Alzheimer’s of the Heart: Proteotoxicity and its Role in Cardiovascular Disease
Some years ago, our group discovered that, during cardiovascular disease occurring as a result of diverse primary etiologies, proteotoxicity became a convergent, pathogenic pathway. Although not the primary etiology, once triggered, proteotoxic processes contribute to decreased cardiac function and the development of heart failure. By modeling the human desminopathies in mice, we were able to pinpoint a key event in the pathogenesis; the formation of toxic, pre-amyloid oligomers, similar to the toxic, soluble species that are found in many of the neurodegenerative diseases. After discovering the existence of these in the mouse model, we went on to show that they were absent in healthy human hearts but present in significant concentrations in human hearts derived from patients suffering from heart disease (Figure 1).
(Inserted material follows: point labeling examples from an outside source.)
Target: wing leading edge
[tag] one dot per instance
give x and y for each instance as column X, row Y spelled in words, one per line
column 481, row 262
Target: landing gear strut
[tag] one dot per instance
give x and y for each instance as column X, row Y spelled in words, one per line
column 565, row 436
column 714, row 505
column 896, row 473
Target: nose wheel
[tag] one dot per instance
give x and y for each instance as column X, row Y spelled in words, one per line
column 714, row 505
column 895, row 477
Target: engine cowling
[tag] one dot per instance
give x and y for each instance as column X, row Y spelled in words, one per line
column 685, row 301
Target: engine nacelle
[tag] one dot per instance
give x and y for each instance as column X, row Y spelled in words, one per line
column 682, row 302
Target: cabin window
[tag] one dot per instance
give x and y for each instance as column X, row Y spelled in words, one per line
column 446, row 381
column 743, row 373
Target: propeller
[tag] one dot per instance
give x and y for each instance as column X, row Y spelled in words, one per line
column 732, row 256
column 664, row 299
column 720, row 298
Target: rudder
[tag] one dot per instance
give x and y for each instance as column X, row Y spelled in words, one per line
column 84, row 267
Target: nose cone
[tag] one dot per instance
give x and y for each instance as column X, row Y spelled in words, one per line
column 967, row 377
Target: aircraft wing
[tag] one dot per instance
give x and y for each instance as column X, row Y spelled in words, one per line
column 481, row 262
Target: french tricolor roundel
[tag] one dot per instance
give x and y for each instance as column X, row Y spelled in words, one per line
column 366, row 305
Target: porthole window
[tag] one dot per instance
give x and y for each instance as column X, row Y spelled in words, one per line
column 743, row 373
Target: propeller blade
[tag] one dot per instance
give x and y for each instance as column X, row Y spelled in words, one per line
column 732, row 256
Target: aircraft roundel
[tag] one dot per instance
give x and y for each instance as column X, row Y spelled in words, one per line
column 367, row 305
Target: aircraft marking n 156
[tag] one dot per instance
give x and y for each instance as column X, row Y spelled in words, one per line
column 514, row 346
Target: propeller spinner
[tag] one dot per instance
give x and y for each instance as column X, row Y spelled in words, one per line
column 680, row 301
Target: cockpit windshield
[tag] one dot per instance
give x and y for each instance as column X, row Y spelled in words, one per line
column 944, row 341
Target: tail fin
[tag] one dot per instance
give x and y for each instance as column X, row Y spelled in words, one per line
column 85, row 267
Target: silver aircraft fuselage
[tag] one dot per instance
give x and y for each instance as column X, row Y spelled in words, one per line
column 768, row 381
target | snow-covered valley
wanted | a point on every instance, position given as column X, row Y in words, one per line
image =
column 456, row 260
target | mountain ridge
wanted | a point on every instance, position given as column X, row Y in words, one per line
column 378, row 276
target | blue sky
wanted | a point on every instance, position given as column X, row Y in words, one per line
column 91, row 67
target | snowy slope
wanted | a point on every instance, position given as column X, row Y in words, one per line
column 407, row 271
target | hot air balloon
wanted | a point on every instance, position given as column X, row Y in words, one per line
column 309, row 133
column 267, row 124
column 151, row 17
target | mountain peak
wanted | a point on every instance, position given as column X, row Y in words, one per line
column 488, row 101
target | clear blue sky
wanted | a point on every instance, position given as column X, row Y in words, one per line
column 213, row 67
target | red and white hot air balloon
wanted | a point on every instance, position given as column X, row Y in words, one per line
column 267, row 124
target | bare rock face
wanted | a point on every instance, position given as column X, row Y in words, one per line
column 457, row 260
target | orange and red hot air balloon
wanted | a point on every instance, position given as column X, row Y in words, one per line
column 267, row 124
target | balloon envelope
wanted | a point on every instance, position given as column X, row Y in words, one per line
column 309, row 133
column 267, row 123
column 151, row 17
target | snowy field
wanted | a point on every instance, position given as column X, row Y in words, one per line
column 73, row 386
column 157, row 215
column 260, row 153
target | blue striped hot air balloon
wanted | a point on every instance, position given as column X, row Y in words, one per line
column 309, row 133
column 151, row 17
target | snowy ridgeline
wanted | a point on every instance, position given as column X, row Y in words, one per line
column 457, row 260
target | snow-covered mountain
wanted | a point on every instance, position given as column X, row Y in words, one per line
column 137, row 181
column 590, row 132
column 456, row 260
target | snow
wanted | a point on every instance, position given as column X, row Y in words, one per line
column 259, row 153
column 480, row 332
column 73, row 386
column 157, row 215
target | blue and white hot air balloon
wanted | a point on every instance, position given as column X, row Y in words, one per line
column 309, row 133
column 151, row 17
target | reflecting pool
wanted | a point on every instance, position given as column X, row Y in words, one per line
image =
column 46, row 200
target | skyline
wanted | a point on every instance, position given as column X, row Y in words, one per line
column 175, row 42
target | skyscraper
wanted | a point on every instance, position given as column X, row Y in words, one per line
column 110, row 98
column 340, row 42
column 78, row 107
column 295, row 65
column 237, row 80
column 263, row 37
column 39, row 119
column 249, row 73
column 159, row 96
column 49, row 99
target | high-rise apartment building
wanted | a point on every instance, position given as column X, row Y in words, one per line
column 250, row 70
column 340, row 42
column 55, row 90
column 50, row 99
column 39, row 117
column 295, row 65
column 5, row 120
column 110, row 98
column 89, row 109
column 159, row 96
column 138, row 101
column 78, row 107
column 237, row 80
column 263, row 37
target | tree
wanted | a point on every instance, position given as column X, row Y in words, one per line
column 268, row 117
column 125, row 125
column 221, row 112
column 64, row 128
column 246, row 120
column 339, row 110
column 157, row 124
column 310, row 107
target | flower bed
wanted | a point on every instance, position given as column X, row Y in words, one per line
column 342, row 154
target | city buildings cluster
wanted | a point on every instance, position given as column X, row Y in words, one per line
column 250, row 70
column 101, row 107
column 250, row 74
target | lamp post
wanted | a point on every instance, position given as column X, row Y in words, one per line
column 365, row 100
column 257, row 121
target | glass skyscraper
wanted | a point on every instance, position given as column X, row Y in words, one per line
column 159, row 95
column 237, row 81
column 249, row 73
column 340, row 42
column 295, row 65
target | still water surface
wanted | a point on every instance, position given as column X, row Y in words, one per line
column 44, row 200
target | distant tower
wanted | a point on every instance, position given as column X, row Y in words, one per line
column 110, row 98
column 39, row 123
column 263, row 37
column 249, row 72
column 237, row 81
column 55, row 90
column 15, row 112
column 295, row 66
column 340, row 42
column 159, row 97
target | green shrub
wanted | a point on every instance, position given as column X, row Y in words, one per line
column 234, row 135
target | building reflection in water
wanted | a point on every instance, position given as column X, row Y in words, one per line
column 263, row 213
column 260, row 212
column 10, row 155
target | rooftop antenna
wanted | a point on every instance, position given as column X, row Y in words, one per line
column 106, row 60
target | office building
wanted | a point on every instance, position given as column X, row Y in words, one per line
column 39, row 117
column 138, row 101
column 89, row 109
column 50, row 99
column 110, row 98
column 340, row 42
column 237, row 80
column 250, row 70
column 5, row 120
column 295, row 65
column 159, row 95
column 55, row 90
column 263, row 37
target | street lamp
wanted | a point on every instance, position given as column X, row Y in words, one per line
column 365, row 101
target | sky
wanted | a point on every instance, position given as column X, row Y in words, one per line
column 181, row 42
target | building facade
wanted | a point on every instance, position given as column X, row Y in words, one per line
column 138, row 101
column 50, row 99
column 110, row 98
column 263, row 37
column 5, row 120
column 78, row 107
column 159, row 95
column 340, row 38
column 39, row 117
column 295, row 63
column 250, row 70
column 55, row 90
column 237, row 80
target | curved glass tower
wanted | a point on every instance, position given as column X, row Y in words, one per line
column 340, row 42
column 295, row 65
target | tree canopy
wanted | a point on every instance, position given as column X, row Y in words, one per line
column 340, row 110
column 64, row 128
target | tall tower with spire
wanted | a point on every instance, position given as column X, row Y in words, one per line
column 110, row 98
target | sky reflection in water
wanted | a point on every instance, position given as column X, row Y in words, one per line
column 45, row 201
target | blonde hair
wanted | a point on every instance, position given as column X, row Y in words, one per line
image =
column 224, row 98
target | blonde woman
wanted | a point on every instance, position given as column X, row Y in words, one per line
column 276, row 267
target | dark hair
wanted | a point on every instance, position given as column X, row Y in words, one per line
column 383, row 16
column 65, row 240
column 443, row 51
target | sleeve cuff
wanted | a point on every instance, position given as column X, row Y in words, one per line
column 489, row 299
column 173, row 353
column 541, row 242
Figure 1. Immunohistochemistry-treated sections form a normal human heart (left) and a heart taken from a 36-year old person who died of idiopathic dilated cardiomyopathy (right). The sections were stained with cardiac troponin I (red) to identify the cardiomyocytes and with A-11 (green), an antibody obtained from Charles Glabe that detects toxic pre-amyloid oligomers.
We have shown that clearance of the toxic oligomer results in restoration of cardiac function and decreased cardiac pathology and therefore, tested if the lysine-specific molecular tweezers, CLR01, could effectively decrease the formation of nascent oligomer and help the cardiomyocyte’s native clearance mechanisms to decrease the toxic load of pre-existing pre-amyloid oligomers. Our recent study showed that CLR01 not only did both, but also reduced accumulation of toxic αB-crystalline aggregates in mouse heart (Xu et al., J. Am Heart Assoc., 2017), suggesting that CLR01 could be developed as a therapeutic agent for cardiomyopathies caused by proteotoxicity.